If You Cant Take the Heat... Get out of the Stack

  • Page 1 of 1
    Bookmark and Share

In spite of the new ultra-low-power silicon on the market, it’s tempting to bite off more than you can cool. If you ‘duo’ (do), you can blow your diet threefold—first, you can kill your expensive CPU; second, you add the cost of the 500W power plant required to boot it; and finally, you lower reliability with the CPU cooler and system fans (including the fans to cool the power supply). It’s even worse if your system requires a high-end graphics card that also requires cooling. And don’t forget to budget for the inefficient / unconverted power of the supplies themselves—ten watts or more—since that heat also must be removed. Job security for your thermal engineer. 

Full-size ATX motherboards spread out the hot CPU and graphics cards longitudinally, and Rambo fans provide forced-air cooling to the tune of hundreds of linear feet per minute. If the fans fail, the system overheats and shuts down, with no damage other than user inconvenience and a service call. The situation is complicated when re-purposing this desktop technology for the small form factor world. Move from an indoor to an outdoor environment, such as a vehicle, and the ambient temperature baseline can jump up dramatically. Low-voltage (LV) and ultra-low-voltage (ULV) processor SKUs suddenly become well worth the price premium. But first download the processor datasheet to see whether the Tj max—the on-die transistor junction temperature maximum specification—is 100°C or only 90°C.

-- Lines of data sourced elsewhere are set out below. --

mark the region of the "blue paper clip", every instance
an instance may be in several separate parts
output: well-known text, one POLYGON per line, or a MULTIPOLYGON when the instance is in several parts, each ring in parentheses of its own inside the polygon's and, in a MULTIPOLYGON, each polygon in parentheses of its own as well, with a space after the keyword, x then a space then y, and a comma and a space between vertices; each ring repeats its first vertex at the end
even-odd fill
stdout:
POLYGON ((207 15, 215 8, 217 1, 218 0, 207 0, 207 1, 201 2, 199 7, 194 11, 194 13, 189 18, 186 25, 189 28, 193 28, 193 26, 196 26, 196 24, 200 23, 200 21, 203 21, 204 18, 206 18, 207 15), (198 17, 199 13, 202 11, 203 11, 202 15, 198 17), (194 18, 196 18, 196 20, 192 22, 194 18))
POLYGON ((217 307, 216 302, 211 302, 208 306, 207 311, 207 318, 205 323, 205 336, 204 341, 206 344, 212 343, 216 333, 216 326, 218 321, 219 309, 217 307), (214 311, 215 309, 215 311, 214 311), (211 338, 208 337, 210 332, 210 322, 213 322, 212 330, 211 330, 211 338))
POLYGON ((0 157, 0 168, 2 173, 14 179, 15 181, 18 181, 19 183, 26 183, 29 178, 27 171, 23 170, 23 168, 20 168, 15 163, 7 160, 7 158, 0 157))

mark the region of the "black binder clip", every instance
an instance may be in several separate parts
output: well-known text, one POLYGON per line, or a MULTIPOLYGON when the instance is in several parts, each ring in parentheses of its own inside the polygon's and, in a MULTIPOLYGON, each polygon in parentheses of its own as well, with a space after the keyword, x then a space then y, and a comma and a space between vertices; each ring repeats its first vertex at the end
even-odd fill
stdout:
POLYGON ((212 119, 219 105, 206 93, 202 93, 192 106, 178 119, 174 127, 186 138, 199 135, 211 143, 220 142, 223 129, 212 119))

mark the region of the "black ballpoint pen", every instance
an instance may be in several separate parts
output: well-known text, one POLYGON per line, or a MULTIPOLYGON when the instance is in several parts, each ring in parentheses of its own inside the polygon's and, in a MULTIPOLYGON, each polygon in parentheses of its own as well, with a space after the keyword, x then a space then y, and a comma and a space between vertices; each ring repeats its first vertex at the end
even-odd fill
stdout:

Industrial and military systems are often specified up to 85°C. Forced-air cooling is typically not allowed. When fan bearings go, blue screens and smoke screens can cause collateral damage. Alternatives to heat sinks and fans are needed. The lower the temperature to which the electronics are subjected, the better the reliability / MTBF will be. 

PC/104 stacks have been popular in tight spaces such as military, vehicle and aircraft applications. Unlike the motherboard example above where the heat is spread out, the heat generated by the CPU, graphics and power supply are combined into the same vertical stacking chimney. Without adequate cooling, the best-case scenario is reduced operating lifetime (shortened MTBF). The worst-case scenario is thermal runaway, where heat generated exceeds heat removed, and the temperature keeps rising… a ‘smoke stack’ reminiscent of Three Mile Island.

Heat pipes can solve this dilemma. With heat pipes, the heat is neither created nor destroyed, just moved to a location far away from sensitive electronics where it can be safely absorbed and dissipated, such as the system enclosure or a large heat sink. However, these solutions are expensive for this low-volume, high-mix market because they are custom-fitted to each unique board/stack/enclosure. And the need to increase the board-to-board stack height from 0.6” to 0.9” to make room for the heat pipe and aluminum block adds more cost and might mean that the proposed next-generation board set won’t fit in the space allotted. 

Enter computer-on-modules (COMs) to the rescue. Rather than insisting on stacking up and down, COMs make an important simplifying assumption, which has a side benefit for thermal designers—they only stack downward. As a result of the strict top side height limit, heat spreaders can be installed on the top surface to bring the same low-cost thermal relief to the x86 community that analog designers have used for many decades. 

The ultimate thermal solution consists of directly coupling multicore processor and chipset heat to the flat metal heat spreader plate, which is then attached to the outside cabinet or system enclosure. Recall that thermal rise equals the power dissipation in watts times the ‘thermal resistance’ in degrees C per watt. Aluminum and copper have low thermal resistance making them ideal for a heat spreader. The weakest link is usually the thermal grease or gap filler pad in the case of a heat spreader plate, or a heat sink in a low airflow environment. Expect a 10 to 15 degree rise from ambient to thermal junction depending upon the processor’s thermal design power (TDP) rating and the resistance of the thermal solution. This means that the processor die could still be running at 90°C if the air outside the thermal solution is 75°C. Be especially careful of Atom SBCs that claim to support 85°C because only very few Atom processor models have a high enough junction temperature rating to support +85°C correctly.

More efficient processors and chipsets coming down the road will re-invent this market. Until then, thermal analysis remains a critical part of your design.